Bangladesh J Pharmacol. 2019; 14: 74-79. DOI: 10.3329/bjp.v14i2.39254 |
| Research | Article | |
Anuar Salazar-Gómez1, 2, María Elena Vargas-Díaz2 and Leticia Garduño-Siciliano1
1Laboratorio de toxicología de productos naturales, Escuela Nacional de Ciencias Biológicas. Instituto Politécnico Nacional. Unidad profesional Adolfo López Mateos, C.P. 77380, CDMX, México; 2Departamento de Química Orgánica, Escuela Nacional de Ciencias Biológicas, Instituto Politécnico Nacional, Prol. de Carpio y Plan de Ayala, C.P.11340, CDMX, México.
The aim of the present study was to evaluate the hypoglycemic potential of Trixis angustifolia in alloxan-induced diabetic mice. An intragastric administration of the aqueous extract (50, 100 and 200 mg/kg) prepared from the aerial parts of T. angustifolia was evaluated. The treatment with the extract at 100 mg/kg produced a significant lowered (30.5%) of the blood glucose levels in diabetic mice after 15 days of daily oral administration. In addition, the extract induced a significant decrease in serum total cholesterol, low density lipoprotein whereas increased the high-density lipoprotein level. Additionally, the presence of alkaloids, cumarins, saponins, flavonoids and reducing sugars were identified in the extract. These findings provide a basis explaining the traditional folk medicine use of this plant as a hypoglycemic agent by the Mexican people.
Diabetes mellitus is a chronic metabolic disease, characterized by alteration in the carbohydrate, protein and lipid metabolism (American Diabetes Association, 2014). Despite considerable progress in the treatment of diabetes by oral hypoglycemic agents, search for new therapeutic drugs continues due to several adverse effects by using most of the existing synthetic drugs (Chaudhury et al., 2017). Medicinal plants, such as Gaultheria trichophylla (Alam and Saqib, 2017), Ipomoea batatas (Ludvik et al., 2004), Momordica charantia (Raman and Lau, 1996), Nigella sativa (Al-Hader et al., 1993), Rosmarinus officinalis (Bakırel et al., 2008), Trigonella foenum-graecum (Khosla et al., 1995), among others, represent an important source of potentially useful bioactive compounds for improving blood glucose control and preventing long term complications in diabetes mellitus (Ríos et al., 2015).
In Mexico, around 3000 vascular plants species described provide healing properties, including hypoglycemic activity (Alonso-Castro et al., 2017). However, many of them have not been studied and scientific bases are needed to understand their phytochemical characteristics and their potential pharmacological applications. The Trixis genus comprises more than one hundred species of the Compositae (Asteraceae) family (Borges and Saavedra, 2010). Species belonging to this genus such as Trixis radialis, Trixis californica and Trixis angustifolia, have been employed in Mexican traditional medicine as the treatment for metabolic disturbances (Hirschhorn, 1981; Marles and Farnsworth, 1995; Rodríguez-Chávez et al., 2017). Although, there is only ethnomedical information about its uses related to metabolic diseases.
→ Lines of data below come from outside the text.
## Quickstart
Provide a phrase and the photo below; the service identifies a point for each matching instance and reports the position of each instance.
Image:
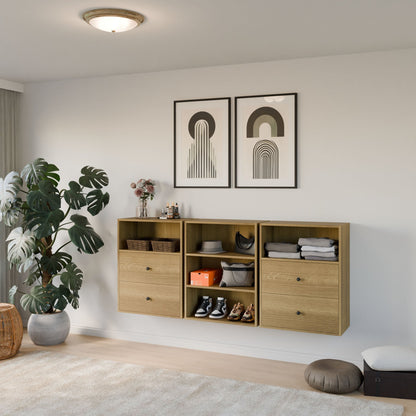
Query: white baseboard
(190, 343)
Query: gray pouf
(333, 376)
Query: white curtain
(9, 110)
T. angustifolia (Compositae), better known as "Hierba del viento", is a plant spread in the state of Durango, México. The aerial part of this species is commonly used for medicinal purposes in the treatment of rheumatism, wounds, headaches, metabolic distur-bances, and as an antipyretic agent (Gonzalez-Elizondo et al., 2004). Nevertheless, there are not systematic in vivo studies about this species. The aim of this research was to evaluate the hypoglycemic effect of T. angustifolia aqueous extract in alloxan-induced diabetic mice to support one of several further folkloric uses.
Chemicals
Alloxan monohydrate was procured from the Sigma Chemical Co., USA. Total cholesterol, high-density lipoprotein and triglyceride commercial kits were purchased from the Randox.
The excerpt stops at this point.